Es ist praktisch, einen geschmückten Fasnachtswagen mit dem Einachser oder dem Traktor durch den Umzug zu ziehen. Für festliche Anlässe gelten jedoch andere Regeln als für Fahrten im Landwirtschaftsbetrieb. Die Verkehrsregelnverordnung (VRV Art. 87) erlaubt mit landwirtschaftlichen Fahrzeugen nur unentgeltliche Fahrten, die einem gemeinnützigen Zweck dienen. Ein Fasnachts- oder Festumzug gehört nicht dazu. Deshalb braucht es eine Sonderbewilligung des Strassenverkehrsamts, oft verbunden mit Auflagen wie Begleitpersonen oder zusätzlichen Sicherheitsvorkehrungen.
In mehreren Kantonen müssen Umzugsfahrzeuge über einen gültigen Versicherungsnachweis verfügen.
In mehreren Kantonen – etwa Luzern – müssen Umzugsfahrzeuge betriebssicher sein und über einen gültigen Versicherungsnachweis verfügen. Vereine können dort Fasnachtstagesschilder beantragen, sofern alle Unterlagen vollständig sind und die Fahrzeuge den technischen Vorgaben entsprechen. Für landwirtschaftlich immatrikulierte Zugfahrzeuge ist zusätzlich eine Bewilligung zur Befreiung von der landwirtschaftlichen Fahrt erforderlich.
Für Fahrerinnen und Fahrer sowie für Sicherungsposten gilt: 0,0 Promille.
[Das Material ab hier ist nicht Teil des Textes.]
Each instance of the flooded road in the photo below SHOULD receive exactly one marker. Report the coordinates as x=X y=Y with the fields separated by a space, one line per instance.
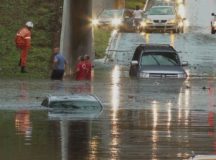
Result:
x=156 y=119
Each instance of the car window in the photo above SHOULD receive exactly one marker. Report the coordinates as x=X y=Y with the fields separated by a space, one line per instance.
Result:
x=74 y=104
x=159 y=59
x=128 y=13
x=111 y=13
x=161 y=11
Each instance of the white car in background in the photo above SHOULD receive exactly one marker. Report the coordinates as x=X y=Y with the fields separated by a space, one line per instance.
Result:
x=213 y=24
x=114 y=19
x=162 y=18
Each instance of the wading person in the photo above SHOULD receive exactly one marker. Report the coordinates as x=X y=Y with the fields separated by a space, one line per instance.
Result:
x=80 y=69
x=23 y=42
x=59 y=65
x=89 y=66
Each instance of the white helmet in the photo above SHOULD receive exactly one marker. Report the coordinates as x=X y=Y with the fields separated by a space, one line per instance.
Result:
x=29 y=24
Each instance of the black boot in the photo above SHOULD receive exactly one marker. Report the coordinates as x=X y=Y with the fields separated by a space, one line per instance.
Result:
x=23 y=70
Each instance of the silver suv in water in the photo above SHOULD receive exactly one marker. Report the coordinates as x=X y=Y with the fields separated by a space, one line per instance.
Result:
x=157 y=61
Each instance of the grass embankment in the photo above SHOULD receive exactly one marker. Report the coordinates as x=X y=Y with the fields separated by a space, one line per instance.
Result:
x=44 y=14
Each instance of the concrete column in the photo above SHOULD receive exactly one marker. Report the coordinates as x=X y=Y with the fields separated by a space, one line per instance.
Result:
x=76 y=36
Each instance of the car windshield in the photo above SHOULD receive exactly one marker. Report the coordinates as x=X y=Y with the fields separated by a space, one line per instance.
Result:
x=161 y=11
x=159 y=59
x=111 y=13
x=73 y=105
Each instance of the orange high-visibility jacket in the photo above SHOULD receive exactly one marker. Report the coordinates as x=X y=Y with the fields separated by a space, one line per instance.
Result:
x=23 y=37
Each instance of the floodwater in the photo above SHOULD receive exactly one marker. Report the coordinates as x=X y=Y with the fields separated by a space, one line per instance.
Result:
x=156 y=119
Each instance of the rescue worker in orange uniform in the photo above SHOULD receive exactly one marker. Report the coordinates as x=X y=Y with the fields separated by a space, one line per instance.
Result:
x=23 y=41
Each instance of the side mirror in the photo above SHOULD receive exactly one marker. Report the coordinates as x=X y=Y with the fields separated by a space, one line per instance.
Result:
x=134 y=62
x=184 y=63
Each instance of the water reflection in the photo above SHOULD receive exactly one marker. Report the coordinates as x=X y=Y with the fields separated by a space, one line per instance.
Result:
x=115 y=106
x=23 y=125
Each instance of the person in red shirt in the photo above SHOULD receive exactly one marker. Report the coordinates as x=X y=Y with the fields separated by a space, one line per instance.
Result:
x=89 y=66
x=23 y=41
x=80 y=69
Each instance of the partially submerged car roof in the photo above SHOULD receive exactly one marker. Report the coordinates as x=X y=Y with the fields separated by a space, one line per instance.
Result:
x=87 y=97
x=157 y=48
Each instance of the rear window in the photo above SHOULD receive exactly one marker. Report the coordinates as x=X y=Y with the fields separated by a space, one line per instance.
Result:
x=72 y=105
x=161 y=11
x=111 y=13
x=159 y=59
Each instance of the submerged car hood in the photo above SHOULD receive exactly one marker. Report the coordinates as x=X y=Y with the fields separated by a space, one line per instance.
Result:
x=161 y=17
x=162 y=69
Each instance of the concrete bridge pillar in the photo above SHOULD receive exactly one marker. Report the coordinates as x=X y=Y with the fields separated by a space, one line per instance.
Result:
x=76 y=34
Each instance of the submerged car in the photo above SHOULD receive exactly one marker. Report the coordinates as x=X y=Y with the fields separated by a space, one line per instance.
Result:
x=213 y=24
x=114 y=18
x=162 y=18
x=76 y=105
x=157 y=61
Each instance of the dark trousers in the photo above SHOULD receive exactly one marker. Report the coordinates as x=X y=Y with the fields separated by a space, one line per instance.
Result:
x=57 y=74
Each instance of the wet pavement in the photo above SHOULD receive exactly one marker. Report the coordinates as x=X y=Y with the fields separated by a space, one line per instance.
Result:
x=156 y=119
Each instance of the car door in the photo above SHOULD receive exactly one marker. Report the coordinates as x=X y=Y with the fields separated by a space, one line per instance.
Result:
x=134 y=66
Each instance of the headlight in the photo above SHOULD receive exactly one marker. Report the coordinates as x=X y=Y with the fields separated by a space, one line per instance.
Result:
x=144 y=75
x=95 y=22
x=171 y=21
x=182 y=75
x=116 y=22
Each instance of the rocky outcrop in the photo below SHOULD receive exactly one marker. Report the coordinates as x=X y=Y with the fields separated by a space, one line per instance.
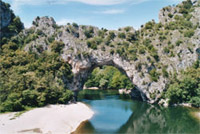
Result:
x=10 y=25
x=84 y=59
x=5 y=15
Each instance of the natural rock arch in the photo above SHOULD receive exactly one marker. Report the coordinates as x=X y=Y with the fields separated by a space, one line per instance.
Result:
x=83 y=57
x=83 y=66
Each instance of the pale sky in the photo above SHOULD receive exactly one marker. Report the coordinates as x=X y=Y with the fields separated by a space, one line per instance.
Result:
x=110 y=14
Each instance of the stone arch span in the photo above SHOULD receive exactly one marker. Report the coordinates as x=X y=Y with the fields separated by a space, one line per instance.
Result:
x=83 y=66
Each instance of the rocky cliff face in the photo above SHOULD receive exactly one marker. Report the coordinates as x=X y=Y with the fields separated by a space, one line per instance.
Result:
x=10 y=25
x=5 y=15
x=87 y=47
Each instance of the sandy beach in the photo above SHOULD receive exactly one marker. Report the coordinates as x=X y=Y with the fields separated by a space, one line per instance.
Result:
x=53 y=119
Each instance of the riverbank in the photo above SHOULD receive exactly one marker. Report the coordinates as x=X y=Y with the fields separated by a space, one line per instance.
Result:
x=52 y=119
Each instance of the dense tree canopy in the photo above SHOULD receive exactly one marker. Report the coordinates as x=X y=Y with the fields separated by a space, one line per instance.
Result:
x=30 y=80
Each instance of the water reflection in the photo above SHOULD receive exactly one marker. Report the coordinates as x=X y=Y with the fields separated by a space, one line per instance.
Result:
x=119 y=116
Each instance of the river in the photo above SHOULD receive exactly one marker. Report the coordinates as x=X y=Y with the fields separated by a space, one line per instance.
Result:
x=116 y=115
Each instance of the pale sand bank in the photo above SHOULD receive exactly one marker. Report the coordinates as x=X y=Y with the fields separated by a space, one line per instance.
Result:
x=54 y=119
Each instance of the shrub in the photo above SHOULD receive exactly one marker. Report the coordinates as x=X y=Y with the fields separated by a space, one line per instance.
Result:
x=189 y=33
x=154 y=75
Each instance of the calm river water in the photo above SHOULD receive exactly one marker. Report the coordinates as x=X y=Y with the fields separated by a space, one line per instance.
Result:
x=116 y=115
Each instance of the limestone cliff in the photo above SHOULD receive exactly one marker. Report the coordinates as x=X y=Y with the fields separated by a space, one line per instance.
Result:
x=148 y=56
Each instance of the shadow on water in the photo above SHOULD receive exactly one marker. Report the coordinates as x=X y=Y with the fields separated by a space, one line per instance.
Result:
x=114 y=115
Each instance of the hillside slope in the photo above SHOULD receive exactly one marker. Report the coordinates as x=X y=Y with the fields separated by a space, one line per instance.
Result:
x=149 y=56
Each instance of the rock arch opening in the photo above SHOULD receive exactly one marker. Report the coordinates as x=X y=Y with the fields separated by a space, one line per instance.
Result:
x=82 y=71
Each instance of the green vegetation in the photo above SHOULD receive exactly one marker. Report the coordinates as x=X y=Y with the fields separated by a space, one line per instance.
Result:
x=13 y=28
x=30 y=80
x=185 y=89
x=108 y=77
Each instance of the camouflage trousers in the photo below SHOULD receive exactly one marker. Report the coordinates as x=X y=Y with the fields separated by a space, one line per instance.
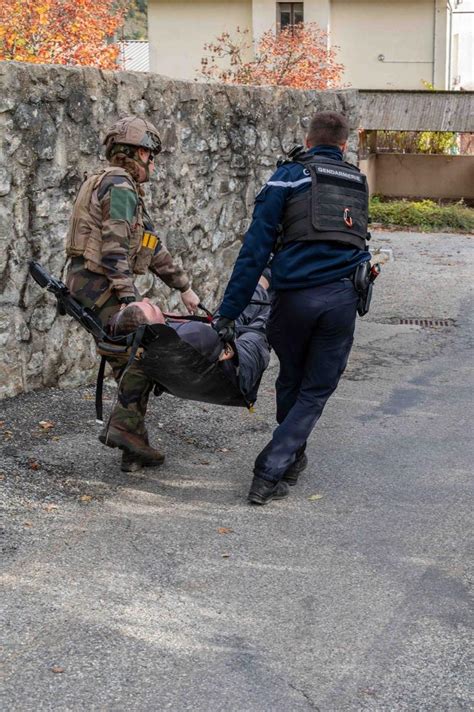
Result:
x=134 y=387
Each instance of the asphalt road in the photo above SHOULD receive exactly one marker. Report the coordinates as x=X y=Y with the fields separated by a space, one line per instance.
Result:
x=165 y=590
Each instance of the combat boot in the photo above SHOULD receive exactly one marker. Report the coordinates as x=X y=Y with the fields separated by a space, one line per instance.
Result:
x=263 y=491
x=131 y=463
x=293 y=472
x=133 y=445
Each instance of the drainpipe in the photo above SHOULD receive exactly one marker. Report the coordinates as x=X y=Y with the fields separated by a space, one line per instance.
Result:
x=434 y=43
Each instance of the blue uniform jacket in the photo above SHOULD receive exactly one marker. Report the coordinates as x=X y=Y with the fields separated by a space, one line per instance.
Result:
x=299 y=265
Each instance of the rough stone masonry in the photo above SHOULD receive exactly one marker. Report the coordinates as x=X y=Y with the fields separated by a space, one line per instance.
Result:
x=220 y=144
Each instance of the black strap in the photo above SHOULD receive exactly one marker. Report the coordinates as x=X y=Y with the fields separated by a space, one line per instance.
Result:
x=99 y=387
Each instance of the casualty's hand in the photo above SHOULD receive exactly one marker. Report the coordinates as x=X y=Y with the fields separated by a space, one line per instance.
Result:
x=190 y=300
x=225 y=328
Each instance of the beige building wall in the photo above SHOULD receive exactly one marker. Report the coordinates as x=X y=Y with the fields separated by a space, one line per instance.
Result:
x=178 y=30
x=387 y=44
x=384 y=44
x=405 y=175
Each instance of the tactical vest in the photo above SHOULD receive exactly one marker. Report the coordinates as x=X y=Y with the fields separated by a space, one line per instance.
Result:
x=335 y=209
x=84 y=237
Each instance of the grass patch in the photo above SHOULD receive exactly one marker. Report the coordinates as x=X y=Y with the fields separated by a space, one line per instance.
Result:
x=426 y=215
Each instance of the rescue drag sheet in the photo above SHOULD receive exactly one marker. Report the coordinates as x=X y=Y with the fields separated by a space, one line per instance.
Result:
x=165 y=590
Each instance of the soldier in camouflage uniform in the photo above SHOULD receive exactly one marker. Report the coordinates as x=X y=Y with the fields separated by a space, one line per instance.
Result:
x=111 y=239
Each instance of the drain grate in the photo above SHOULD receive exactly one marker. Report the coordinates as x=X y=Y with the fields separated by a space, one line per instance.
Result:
x=428 y=322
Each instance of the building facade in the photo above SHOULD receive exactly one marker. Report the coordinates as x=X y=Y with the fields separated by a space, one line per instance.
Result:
x=383 y=44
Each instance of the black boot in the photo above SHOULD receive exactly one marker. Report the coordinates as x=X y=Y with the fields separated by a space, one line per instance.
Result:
x=263 y=491
x=293 y=472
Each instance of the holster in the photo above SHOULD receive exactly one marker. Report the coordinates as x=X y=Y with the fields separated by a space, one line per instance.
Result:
x=363 y=286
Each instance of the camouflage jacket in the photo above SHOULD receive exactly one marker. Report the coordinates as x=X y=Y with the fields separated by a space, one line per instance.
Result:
x=112 y=231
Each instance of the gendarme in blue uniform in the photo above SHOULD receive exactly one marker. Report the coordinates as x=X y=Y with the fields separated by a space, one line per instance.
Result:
x=300 y=264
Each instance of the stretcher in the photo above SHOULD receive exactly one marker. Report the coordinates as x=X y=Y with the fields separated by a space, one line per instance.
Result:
x=173 y=365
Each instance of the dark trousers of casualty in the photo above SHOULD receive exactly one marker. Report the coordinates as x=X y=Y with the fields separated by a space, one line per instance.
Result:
x=311 y=331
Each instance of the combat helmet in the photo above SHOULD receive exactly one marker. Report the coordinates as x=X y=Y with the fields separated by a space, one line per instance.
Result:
x=131 y=131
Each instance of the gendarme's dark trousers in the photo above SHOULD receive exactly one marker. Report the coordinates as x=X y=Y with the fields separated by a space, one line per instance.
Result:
x=312 y=332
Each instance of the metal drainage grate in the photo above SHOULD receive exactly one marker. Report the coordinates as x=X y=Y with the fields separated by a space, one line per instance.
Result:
x=428 y=322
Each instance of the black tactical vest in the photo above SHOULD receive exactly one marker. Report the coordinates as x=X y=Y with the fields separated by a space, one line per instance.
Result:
x=335 y=209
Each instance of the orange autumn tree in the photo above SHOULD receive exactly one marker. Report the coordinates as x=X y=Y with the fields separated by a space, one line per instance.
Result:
x=297 y=56
x=60 y=31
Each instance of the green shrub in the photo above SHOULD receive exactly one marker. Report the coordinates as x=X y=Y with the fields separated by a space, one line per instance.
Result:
x=426 y=215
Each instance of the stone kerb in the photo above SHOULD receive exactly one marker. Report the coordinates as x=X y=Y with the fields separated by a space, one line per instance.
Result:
x=220 y=145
Die Vereinigung der Strassenverkehrsämter (asa) empfiehlt eine klare Trennung zwischen Zuschauerbereich und Fahrzeugen. Schutzvorrichtungen an Rädern und Aufbauten sowie gut geschulte Sicherungspersonen erhöhen die Sicherheit. Für Fahrerinnen und Fahrer sowie für Sicherungsposten gilt dabei: 0,0 Promille.
Für Betriebe lohnt sich eine frühzeitige Abklärung der kantonalen Vorgaben. Das verhindert Verzögerungen – und reduziert vor allem Risiken.